Furthermore, it should be added that not all things you love have to be turned into a career. As Tim Wu, Columbia Law School Professor, writes:

“If you’re a jogger, it is no longer enough to cruise around the block; you’re training for the next marathon. If you’re a painter, you are no longer passing a pleasant afternoon, just you, your watercolors and your water lilies; you are trying to land a gallery show or at least garner a respectable social media following....It steals from us one of life’s greatest rewards — the simple pleasure of doing something you merely, but truly, enjoy.

4. Why are you or are you not a productive person? → You need to ask yourself “What behaviors are causing me to not get important work done and what do I need to do instead?”

It’s easy to confuse our actions with our identity. In the realm of productivity, we associate not getting things done as being a “lazy person” or a “loser.”

Furthermore, even if we are accomplishing a lot, it can be easy to still think we are not doing enough, i.e. “What I accomplished is NOTHING compared to that guy.” How do we get off this self-destructive hamster wheel?

You may think that the remedy is to identify with being a “productive” person – an identity level shift. At first it seems great because you begin asking yourself questions like, “what would a productive person do in this situation” and ride the emotional high of becoming more productive with your newfound productivity hack. However, you are still dividing the world into two.

  • If I am a productive person, I am good.
  • If I am not a productive person, I am bad.

You are still attaching your fundamental self-worth based on a set of arbitrary metrics of “success.”

Here’s a more fundamental question: What if you gave up having an opinion of yourself entirely?

Really let that one sink in for a moment.

Maybe you are afraid to give up your opinion of yourself because you think you’ll lose your moral compass. Here’s why it need not be an objection:

There’s a fundamental difference between assessing one’s own value, on the one hand, and assessing the effectiveness and/or desirability of an action, on the other.
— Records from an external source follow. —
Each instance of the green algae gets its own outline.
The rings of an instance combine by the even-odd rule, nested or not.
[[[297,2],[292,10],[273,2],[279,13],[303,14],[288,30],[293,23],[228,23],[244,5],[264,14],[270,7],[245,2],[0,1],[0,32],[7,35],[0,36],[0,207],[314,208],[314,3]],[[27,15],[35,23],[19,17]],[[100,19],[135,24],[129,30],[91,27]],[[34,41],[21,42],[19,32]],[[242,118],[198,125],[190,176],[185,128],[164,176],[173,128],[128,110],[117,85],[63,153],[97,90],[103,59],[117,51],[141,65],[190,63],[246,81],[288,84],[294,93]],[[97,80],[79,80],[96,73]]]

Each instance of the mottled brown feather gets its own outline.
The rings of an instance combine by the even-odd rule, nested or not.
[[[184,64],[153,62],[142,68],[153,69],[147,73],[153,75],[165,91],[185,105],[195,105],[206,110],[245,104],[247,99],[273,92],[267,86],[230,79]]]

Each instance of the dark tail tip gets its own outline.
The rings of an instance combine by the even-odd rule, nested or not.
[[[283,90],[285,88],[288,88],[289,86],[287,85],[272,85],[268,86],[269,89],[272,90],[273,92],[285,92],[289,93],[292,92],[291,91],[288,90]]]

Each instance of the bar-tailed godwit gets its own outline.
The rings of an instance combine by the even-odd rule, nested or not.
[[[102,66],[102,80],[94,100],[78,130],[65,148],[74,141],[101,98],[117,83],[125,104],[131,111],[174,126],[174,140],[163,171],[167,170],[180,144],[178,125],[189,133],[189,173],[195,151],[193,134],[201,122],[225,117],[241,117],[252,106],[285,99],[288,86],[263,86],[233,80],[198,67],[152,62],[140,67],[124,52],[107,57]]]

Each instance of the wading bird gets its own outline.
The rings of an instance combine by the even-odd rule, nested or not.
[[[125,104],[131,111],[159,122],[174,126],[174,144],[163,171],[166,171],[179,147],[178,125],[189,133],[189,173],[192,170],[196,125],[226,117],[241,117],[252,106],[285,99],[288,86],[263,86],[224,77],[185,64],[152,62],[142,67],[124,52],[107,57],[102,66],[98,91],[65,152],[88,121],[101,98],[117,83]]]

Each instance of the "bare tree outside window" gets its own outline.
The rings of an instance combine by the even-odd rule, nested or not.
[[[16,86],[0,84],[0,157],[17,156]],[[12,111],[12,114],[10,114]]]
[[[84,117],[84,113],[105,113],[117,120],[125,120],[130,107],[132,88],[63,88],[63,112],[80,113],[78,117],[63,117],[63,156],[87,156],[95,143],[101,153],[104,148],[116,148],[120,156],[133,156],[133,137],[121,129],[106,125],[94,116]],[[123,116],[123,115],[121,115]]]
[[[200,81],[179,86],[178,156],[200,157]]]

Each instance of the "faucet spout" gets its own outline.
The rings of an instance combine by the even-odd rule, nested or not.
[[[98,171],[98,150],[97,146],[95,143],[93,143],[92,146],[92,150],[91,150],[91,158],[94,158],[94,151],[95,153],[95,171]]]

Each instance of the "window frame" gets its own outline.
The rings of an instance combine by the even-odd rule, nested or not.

Actions can be evaluated–deemed right or wrong, useless, useful, or self-defeating–without bringing in the value of the self. In fact bringing in the self is entirely unnecessary and not very useful. It is far more effective to judge one’s actions as they affect others. That way one can learn from one’s mistakes.
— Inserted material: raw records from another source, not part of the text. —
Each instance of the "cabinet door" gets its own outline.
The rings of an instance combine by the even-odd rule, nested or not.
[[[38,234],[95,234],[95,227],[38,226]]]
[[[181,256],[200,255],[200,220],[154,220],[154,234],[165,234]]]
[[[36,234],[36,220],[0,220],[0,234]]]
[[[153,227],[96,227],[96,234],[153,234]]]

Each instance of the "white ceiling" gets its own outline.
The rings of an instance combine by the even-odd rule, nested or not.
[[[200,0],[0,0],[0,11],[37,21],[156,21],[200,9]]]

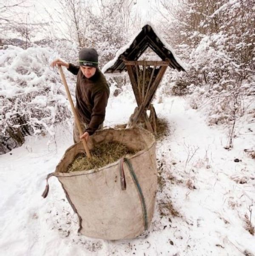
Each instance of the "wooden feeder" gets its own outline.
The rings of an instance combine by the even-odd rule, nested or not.
[[[138,122],[145,124],[147,129],[156,133],[157,115],[152,101],[168,66],[178,71],[185,71],[167,44],[161,40],[151,25],[142,29],[130,46],[121,49],[116,57],[103,68],[104,73],[121,73],[127,71],[137,107],[131,115],[127,127]],[[150,47],[162,61],[138,60]],[[147,110],[150,110],[148,116]]]

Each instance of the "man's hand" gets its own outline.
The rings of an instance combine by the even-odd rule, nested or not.
[[[84,133],[83,133],[83,134],[82,134],[82,135],[80,137],[81,140],[82,139],[85,139],[87,141],[88,141],[89,138],[89,134],[88,132],[84,132]]]
[[[60,66],[63,66],[65,67],[67,69],[69,68],[69,63],[66,63],[66,62],[64,62],[60,60],[59,60],[57,59],[57,60],[55,60],[51,63],[51,66],[53,67],[57,66],[58,65],[60,65]]]

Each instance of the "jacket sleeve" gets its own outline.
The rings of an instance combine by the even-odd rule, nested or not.
[[[79,69],[79,66],[75,66],[71,63],[68,63],[68,64],[69,64],[69,67],[67,69],[67,70],[74,75],[77,75]]]
[[[99,92],[95,95],[91,119],[88,127],[85,130],[90,135],[93,134],[98,128],[98,127],[104,121],[108,98],[109,94],[106,91]]]

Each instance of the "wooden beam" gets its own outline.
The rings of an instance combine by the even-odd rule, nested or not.
[[[148,93],[148,91],[150,89],[150,84],[151,83],[151,81],[152,81],[152,78],[153,78],[153,75],[154,75],[154,72],[155,71],[155,69],[156,68],[156,65],[154,65],[153,67],[153,69],[152,70],[152,72],[151,72],[151,75],[150,75],[150,81],[149,81],[149,83],[148,83],[148,87],[147,87],[147,90],[146,90],[146,93],[145,95],[146,95]]]
[[[170,61],[154,61],[154,60],[125,60],[126,66],[134,66],[136,63],[137,65],[145,65],[146,66],[166,66],[169,65]]]
[[[142,71],[143,74],[142,76],[142,99],[143,101],[144,98],[144,83],[145,82],[145,72],[146,72],[146,66],[145,65],[142,65]]]
[[[159,71],[156,76],[155,80],[152,83],[151,86],[149,89],[147,93],[146,94],[144,98],[144,102],[146,102],[145,106],[148,106],[152,101],[153,96],[163,78],[164,74],[166,72],[167,67],[167,66],[162,66],[159,69]]]
[[[127,68],[127,70],[128,72],[130,82],[131,82],[132,88],[133,88],[134,94],[135,95],[136,101],[137,105],[139,106],[141,103],[141,100],[140,97],[140,94],[139,93],[139,91],[138,90],[138,86],[137,86],[137,83],[136,81],[136,78],[135,78],[135,75],[133,69],[130,66],[126,66],[126,67]]]

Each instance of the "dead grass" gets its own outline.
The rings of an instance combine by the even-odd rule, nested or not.
[[[158,118],[156,122],[157,134],[155,138],[156,140],[158,140],[163,136],[169,135],[169,128],[168,127],[168,123],[167,120],[164,118]]]
[[[249,157],[255,159],[255,150],[244,150],[244,151],[246,152]]]
[[[171,201],[166,203],[159,203],[159,213],[161,216],[171,215],[174,217],[181,217],[181,215],[173,206]]]
[[[251,235],[254,236],[254,234],[255,233],[254,227],[252,225],[248,215],[246,213],[244,215],[244,221],[245,221],[245,226],[244,227],[245,229],[249,231],[249,233]]]
[[[66,172],[97,169],[113,163],[126,155],[133,155],[138,151],[131,150],[125,145],[115,141],[101,144],[91,151],[91,159],[84,153],[77,155]]]

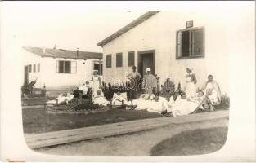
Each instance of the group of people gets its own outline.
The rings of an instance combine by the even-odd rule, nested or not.
[[[221,90],[218,84],[213,80],[213,75],[208,76],[208,80],[204,83],[202,88],[196,89],[196,76],[193,71],[193,68],[187,67],[186,76],[186,86],[184,87],[184,92],[187,98],[195,97],[200,90],[200,93],[205,95],[213,104],[219,104],[221,102]],[[137,72],[136,66],[132,67],[132,71],[130,73],[127,77],[130,79],[132,87],[132,98],[137,98],[137,91],[140,87],[140,79],[141,78],[141,74]],[[157,78],[155,75],[151,74],[150,68],[146,68],[146,74],[144,75],[141,83],[141,90],[143,93],[149,94],[150,96],[154,93],[154,90],[157,88]],[[163,92],[171,92],[174,88],[174,83],[170,81],[169,77],[167,77],[166,82],[162,86]]]
[[[162,86],[161,90],[157,90],[159,87],[159,81],[155,75],[152,74],[150,68],[147,68],[146,69],[146,73],[142,77],[137,71],[136,66],[133,66],[132,71],[127,75],[127,77],[130,81],[128,89],[129,97],[128,98],[126,95],[124,95],[125,93],[120,94],[120,92],[117,92],[112,99],[113,104],[123,104],[123,102],[131,104],[129,101],[134,101],[135,104],[140,105],[144,108],[146,105],[145,101],[150,101],[150,103],[149,102],[148,105],[146,105],[150,110],[155,109],[152,108],[153,105],[154,108],[158,108],[155,110],[156,112],[163,111],[164,108],[166,108],[165,110],[167,112],[170,112],[168,109],[171,108],[173,115],[187,114],[187,112],[195,110],[195,106],[204,107],[206,106],[207,104],[213,106],[220,104],[221,90],[218,84],[213,80],[213,75],[209,75],[208,80],[204,85],[200,89],[196,89],[197,79],[195,73],[193,72],[193,69],[189,67],[186,68],[186,85],[183,91],[178,91],[178,95],[176,95],[176,97],[173,95],[173,96],[170,100],[169,97],[172,96],[175,86],[169,77],[167,77],[166,82]],[[92,99],[95,99],[95,101],[104,102],[105,105],[106,105],[109,100],[103,100],[102,99],[104,98],[101,89],[104,86],[102,85],[104,85],[104,83],[101,83],[100,76],[97,74],[97,71],[94,71],[91,81],[87,82],[80,86],[79,90],[83,90],[83,93],[86,94],[90,87],[92,89]],[[181,86],[179,86],[179,87]],[[159,91],[165,92],[167,95],[167,95],[164,99],[163,96],[160,97],[159,94],[157,94]],[[138,92],[141,94],[140,97],[138,97]],[[157,104],[154,102],[157,102]],[[161,106],[157,107],[156,104]]]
Compare these two responses:
  1. “Oh that didn’t work. I am a bad person.”
  2. “Oh that didn’t work. He was hurt. I shouldn’t do that again.”
–P44, Self Evaluation and Psychotherapy in the Market System

We want to be “better.” We want to “be more productive.” We want to ______”
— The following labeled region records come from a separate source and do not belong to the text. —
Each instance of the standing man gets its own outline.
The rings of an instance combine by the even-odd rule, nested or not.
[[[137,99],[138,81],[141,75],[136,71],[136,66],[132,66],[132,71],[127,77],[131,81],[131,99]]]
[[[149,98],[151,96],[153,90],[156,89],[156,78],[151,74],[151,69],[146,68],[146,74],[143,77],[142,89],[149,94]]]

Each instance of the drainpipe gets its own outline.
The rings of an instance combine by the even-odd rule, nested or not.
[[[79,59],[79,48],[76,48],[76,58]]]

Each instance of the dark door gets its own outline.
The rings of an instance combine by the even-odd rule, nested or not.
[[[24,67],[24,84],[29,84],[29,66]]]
That’s what gets us into so much “trouble” in the first place: We end up changing our opinion of ourselves based on every single action…."I did not do 10 reps a set; I did not meet my monthly sales target; Janice got promoted over me", I must be a horrible person. Not at all! Focus on your actions and their impact and look at the big picture. If your actions are causing harm or upset to others, then you need to change course and then you look inward and evaluate how you are affecting others. These self-worth evaluations are often overly subjective and not the real picture.

We are not saying stopping to manage your opinion of yourself is an easy task. You may even start judging yourself for judging yourself, the feedback loop from hell. It’s going to take practice to first recognize it, label it, and move past it.

Remember the old adage: “If at first you do not succeed, try, try again”. Pick yourself up, dust yourself off, and keep moving forward, without self-worth entering the picture at all.